La vision des soignants (et surtout réanimateurs) sur la prise en charge des vieux est un peu biaisé par ce qu'on sait 1) de la disponibilité des lits qui vont être en tension mais surtout 2) de ce qu'on sait de l'évolution naturelle de la maladie. La ventilation est extrêmement prolongée comparé à ce qui se fait pour les pneumonies graves habituelles. Du coup le coût à payer en terme de catabolisme, perte musculaire, déconditionnement fait que sur des réserves physiologiques de personnes âgées (et ce d'autant qu'ils sont comorbides), la probabilité qu'on arrive à les ramener à un état d'autonomie satisfaisant est faible. D'où une politique de non admission en réanimation ou d'arrêt des thérapeutiques actives qui peut paraitre un peu brutale.
Ce faisant je n'adhère pas vraiment aux discours un peu dramatisant de certains réanimateurs à la télé concernant le fait de devoir "choisir les malades". D'autant qu'un des principes de l'éthique médicale est la juste répartition des moyens, ce qui rend en contexte contraint ce genre de décisions tout à fait éthique.

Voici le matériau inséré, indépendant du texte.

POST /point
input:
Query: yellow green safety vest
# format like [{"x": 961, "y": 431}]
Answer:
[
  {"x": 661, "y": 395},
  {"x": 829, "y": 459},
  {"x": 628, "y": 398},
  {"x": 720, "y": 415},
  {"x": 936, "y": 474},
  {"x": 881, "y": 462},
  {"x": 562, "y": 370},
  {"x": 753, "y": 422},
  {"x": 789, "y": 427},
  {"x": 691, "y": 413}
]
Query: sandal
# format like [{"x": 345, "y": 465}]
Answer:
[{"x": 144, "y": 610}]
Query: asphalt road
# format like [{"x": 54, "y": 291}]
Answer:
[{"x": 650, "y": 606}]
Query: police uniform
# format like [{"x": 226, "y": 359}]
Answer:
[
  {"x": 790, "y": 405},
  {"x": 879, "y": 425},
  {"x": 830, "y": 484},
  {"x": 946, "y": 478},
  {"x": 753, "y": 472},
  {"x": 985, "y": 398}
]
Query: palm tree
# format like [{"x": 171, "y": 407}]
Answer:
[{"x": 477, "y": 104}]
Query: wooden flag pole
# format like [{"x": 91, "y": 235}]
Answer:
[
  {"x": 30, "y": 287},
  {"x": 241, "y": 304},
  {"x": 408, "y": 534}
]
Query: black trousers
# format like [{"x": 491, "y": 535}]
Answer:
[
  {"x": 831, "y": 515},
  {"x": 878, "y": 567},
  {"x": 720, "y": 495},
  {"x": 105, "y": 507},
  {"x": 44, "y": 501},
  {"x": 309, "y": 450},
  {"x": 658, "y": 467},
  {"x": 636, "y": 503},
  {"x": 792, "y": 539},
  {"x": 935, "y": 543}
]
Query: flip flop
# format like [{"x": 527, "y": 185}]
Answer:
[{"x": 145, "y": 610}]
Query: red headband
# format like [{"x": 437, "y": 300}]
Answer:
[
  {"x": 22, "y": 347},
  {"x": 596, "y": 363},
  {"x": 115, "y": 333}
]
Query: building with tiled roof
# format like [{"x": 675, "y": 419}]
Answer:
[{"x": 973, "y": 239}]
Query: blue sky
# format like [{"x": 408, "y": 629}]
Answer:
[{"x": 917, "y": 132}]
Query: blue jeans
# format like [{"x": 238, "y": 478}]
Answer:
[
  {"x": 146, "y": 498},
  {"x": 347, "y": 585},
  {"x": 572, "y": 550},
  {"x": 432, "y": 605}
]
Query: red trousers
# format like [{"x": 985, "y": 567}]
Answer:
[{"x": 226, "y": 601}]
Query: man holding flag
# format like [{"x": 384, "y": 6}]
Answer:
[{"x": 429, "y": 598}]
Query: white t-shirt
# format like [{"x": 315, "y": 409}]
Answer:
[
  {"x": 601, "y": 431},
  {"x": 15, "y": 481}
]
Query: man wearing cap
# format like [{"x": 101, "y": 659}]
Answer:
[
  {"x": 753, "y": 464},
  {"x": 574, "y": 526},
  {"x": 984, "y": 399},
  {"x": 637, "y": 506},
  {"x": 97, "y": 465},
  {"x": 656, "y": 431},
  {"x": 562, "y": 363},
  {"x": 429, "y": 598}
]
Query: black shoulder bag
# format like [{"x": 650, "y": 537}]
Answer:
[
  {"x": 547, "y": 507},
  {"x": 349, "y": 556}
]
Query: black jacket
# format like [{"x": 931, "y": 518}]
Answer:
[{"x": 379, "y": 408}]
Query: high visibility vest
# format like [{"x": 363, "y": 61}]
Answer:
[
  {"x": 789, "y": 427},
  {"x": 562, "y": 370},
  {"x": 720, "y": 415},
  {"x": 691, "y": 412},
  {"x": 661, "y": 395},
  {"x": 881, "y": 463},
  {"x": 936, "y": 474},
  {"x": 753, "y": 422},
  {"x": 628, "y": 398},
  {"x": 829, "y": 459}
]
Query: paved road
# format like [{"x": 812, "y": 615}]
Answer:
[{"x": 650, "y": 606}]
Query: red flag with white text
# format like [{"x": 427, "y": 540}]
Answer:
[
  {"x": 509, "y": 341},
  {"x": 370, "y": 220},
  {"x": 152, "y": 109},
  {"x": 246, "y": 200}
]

Concernant le fait que ça ne touche que les vieux, méfiez vous de la mortalité, c'est un mauvais indicateur. Hier nous avons placé un patient de 43 ans qui a le poumon complètement détruit sous assistance circulatoire extra-corporelle pour l'oxygéner relativement correctement. S'il survit, il en a pour des semaines, va perdre tout son capital musculaire, et qui sait s'il y aura des séquelles pulmonaires (sachant qu'ils ont des images au scanner vraiment étranges qui semblent plus destructrices et avec plus de remaniements que d'autres pathologies).
Sinon en réanimation chez nous c'est plutôt calme tout d'un coup. La stratégie est de remplir cette semaine toute les structures privées avec des patients classiques, pour attaquer la semaine prochaine avec des lits les plus vides possibles. Je n'ai bien sur pas accès aux informations de première main mais clairement la vague arrive et ça fait un peu flipper...
Enfin ça fait plaisir la solidarité du 20h. Je dois dire qu'en tant que réa je sens un vrai soutien de la population en ce moment, et même s'il n'est pas toujours traduit par les actes au quotidien, je le comprends car je pense que si ma situation au travail est tendue elle reste bien plus "facile" que pour ma famille par exemple qui traverse un sentiment d'impuissance.